By Anthony Esposito
MEXICO CITY (Reuters) – The 56-year-old Mexican woman who suffered the effects of COVID-19 slipped into and out of her consciousness when paramedics loaded her up and down an ambulance in a furious search for ‘ a hospital bed in the crowded medical centers of Mexico City.
It’s an increasingly famous scene in Mexico City and the neighboring state of Mexico, an urban metropolis where more than 20 million residents live, as the increasing incidence of COVID-19 and deaths pushes hospitals and health workers to the brink.
According to the official, 89% of the general hospital beds and 84% of the beds were filled with fans, while the same was true for 82% of the general hospital beds and 79% of the beds with fans. data.
Healthcare professionals believe that the numbers are misleading, and the grim reality is that the search for an available hospital bed for the needy has often seemed like an impossible thing.
“The whole system is completely saturated. There is now no space in public or private hospitals,” said paramedic Daniel Reyes, equipped from head to toe with protective equipment, including glasses and a thick face mask.

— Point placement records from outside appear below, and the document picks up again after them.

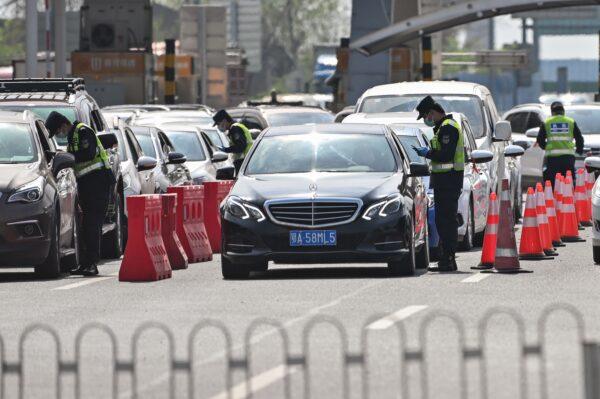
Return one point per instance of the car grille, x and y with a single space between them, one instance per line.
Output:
319 212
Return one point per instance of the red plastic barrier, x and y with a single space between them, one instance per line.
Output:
190 222
214 194
145 256
177 257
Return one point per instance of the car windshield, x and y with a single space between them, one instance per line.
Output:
16 143
42 111
298 118
187 143
322 153
466 104
145 141
587 119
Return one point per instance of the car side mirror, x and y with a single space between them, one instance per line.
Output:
226 173
146 163
513 151
533 132
62 160
219 156
108 140
592 164
176 158
502 131
481 156
419 169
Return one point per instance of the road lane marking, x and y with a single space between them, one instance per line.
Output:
257 383
395 317
475 278
85 282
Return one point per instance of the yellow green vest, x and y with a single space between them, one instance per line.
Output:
100 161
458 162
249 141
559 136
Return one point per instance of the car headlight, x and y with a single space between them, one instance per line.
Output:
242 210
30 192
389 206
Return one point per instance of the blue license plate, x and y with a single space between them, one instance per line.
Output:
313 238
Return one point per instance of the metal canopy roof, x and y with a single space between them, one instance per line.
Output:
449 17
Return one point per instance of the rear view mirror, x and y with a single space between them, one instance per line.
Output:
533 132
513 151
419 169
481 156
226 173
502 131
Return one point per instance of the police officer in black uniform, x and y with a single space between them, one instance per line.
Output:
447 157
95 181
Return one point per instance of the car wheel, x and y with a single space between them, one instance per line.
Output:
467 241
72 261
233 271
50 268
113 243
406 266
423 257
596 255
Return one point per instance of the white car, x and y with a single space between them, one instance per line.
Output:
471 99
525 121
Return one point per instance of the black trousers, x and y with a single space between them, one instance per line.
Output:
446 209
94 193
560 164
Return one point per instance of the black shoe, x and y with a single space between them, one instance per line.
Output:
91 270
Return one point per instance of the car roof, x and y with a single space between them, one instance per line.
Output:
347 128
433 87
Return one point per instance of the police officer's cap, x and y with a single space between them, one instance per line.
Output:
220 116
427 104
54 121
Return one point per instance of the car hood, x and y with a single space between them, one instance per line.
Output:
344 185
13 176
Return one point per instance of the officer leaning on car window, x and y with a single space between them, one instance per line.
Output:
94 184
556 138
447 157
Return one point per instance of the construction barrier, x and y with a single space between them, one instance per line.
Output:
177 257
191 228
145 256
214 194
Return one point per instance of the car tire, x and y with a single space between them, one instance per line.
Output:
73 261
113 242
233 271
423 257
467 242
50 268
596 254
406 266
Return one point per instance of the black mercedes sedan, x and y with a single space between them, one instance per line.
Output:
330 193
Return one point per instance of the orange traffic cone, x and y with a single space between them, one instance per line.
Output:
531 245
543 225
582 209
488 252
551 212
569 231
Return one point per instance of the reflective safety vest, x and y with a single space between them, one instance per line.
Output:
458 162
100 161
559 136
249 141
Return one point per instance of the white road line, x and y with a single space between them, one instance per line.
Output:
257 383
86 281
475 278
393 318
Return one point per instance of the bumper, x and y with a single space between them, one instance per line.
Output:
247 241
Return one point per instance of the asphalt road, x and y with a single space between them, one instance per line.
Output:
294 296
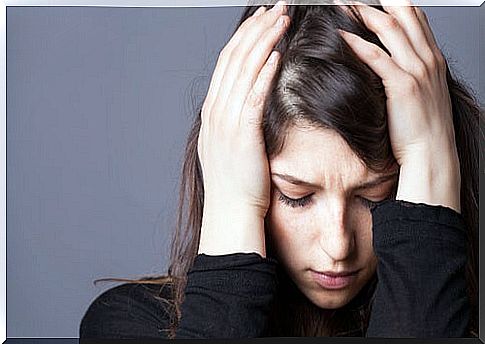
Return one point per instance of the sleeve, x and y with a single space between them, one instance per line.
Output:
421 290
227 296
127 311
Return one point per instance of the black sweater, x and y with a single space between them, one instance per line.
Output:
421 289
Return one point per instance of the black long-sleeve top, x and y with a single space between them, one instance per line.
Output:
421 289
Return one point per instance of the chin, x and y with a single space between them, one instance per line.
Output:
330 299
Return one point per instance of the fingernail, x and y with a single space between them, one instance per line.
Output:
279 6
281 22
272 58
259 11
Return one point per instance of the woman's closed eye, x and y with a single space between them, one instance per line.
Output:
367 202
294 202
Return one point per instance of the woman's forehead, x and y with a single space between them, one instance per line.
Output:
313 154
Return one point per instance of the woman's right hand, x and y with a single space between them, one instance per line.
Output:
231 144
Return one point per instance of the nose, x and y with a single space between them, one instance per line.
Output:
336 237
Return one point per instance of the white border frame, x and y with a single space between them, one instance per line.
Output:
114 3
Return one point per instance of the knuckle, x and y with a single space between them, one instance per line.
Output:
255 99
440 61
390 23
420 71
419 12
374 54
411 85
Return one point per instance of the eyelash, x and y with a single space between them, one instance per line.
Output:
302 202
293 203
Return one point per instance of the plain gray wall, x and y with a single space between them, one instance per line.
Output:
98 108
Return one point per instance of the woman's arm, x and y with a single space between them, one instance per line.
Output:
422 290
231 284
420 239
227 296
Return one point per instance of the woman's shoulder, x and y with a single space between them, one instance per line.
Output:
130 310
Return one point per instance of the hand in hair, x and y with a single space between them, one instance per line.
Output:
231 145
418 101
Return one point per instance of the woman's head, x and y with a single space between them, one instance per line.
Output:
325 123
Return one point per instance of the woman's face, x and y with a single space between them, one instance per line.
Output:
319 216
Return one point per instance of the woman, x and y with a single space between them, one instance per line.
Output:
329 188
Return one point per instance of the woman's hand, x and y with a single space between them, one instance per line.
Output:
418 102
231 145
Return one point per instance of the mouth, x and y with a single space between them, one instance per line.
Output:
334 280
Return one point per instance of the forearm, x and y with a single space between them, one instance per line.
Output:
422 290
432 178
227 296
227 230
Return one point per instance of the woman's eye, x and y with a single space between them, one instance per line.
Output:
292 202
367 202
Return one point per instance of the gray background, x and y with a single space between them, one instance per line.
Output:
99 102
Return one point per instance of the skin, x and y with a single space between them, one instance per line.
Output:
332 229
232 152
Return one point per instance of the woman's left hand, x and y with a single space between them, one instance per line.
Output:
418 102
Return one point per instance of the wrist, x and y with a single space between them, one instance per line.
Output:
228 230
431 179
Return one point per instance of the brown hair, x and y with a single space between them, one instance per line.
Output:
321 82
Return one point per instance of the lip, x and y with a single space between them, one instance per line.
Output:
334 280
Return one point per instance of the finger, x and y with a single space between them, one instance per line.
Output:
238 55
407 18
377 59
423 20
222 61
252 66
254 102
392 35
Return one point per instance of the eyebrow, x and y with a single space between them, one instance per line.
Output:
374 182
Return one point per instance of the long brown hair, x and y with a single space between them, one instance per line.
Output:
321 82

Reyes was waiting in an ambulance outside a Mexican city hospital after doctors rejected his patient, the 56-year-old woman whose name was withheld for privacy reasons, because no intensive care beds were available.
She was getting oxygen in the hospital while her nephew, Victor Luqueño, scrambled with the insurer and family members over the phone to try to find another hospital with available beds.
Doctors in the hospital said ‘they can not take care of her, because if she gets a little worse, she will need intensive care and they are already satiated in the hospital’, said a worried Luqueño, who his grandmother already lost to COVID-19. in December.
Mexico saw one of its biggest daily increases in coronavirus cases on Wednesday, as meetings during the holiday season likely sparked contagion. There were more than 1,000 deaths for three days this week.
Mexico has so far reported nearly 1.5 million known cases and more than 131,000 deaths, the fourth highest death toll worldwide.
After two hours, Luqueño finds his aunt at another medical center in the metropolitan area.
Stretched out on a gurney and wrapped in a plastic bubble-like lung that gives her oxygen, she was again loaded into the ambulance and taken to the hospital, where she was admitted after a few examinations by the security guards.
She was happy she got a bed, and so close.
Sometimes, to find a bed for a patient, paramedics traveled to the state of Queretaro or to Monterrey in the state of Nuevo Leon, about 900 kilometers away, Reyes said.
This means that on bad days, an ambulance and its crew can only care for one patient, which limits the availability of much-needed ambulances, which can provide up to eight people daily before the pandemic.
“We’ve been like this for three weeks now,” Reyes said.
Reyes said that after a fruitless day of searching for a bed, they finally had no choice but to take the patient home.
“The problem there is finding oxygen,” he said.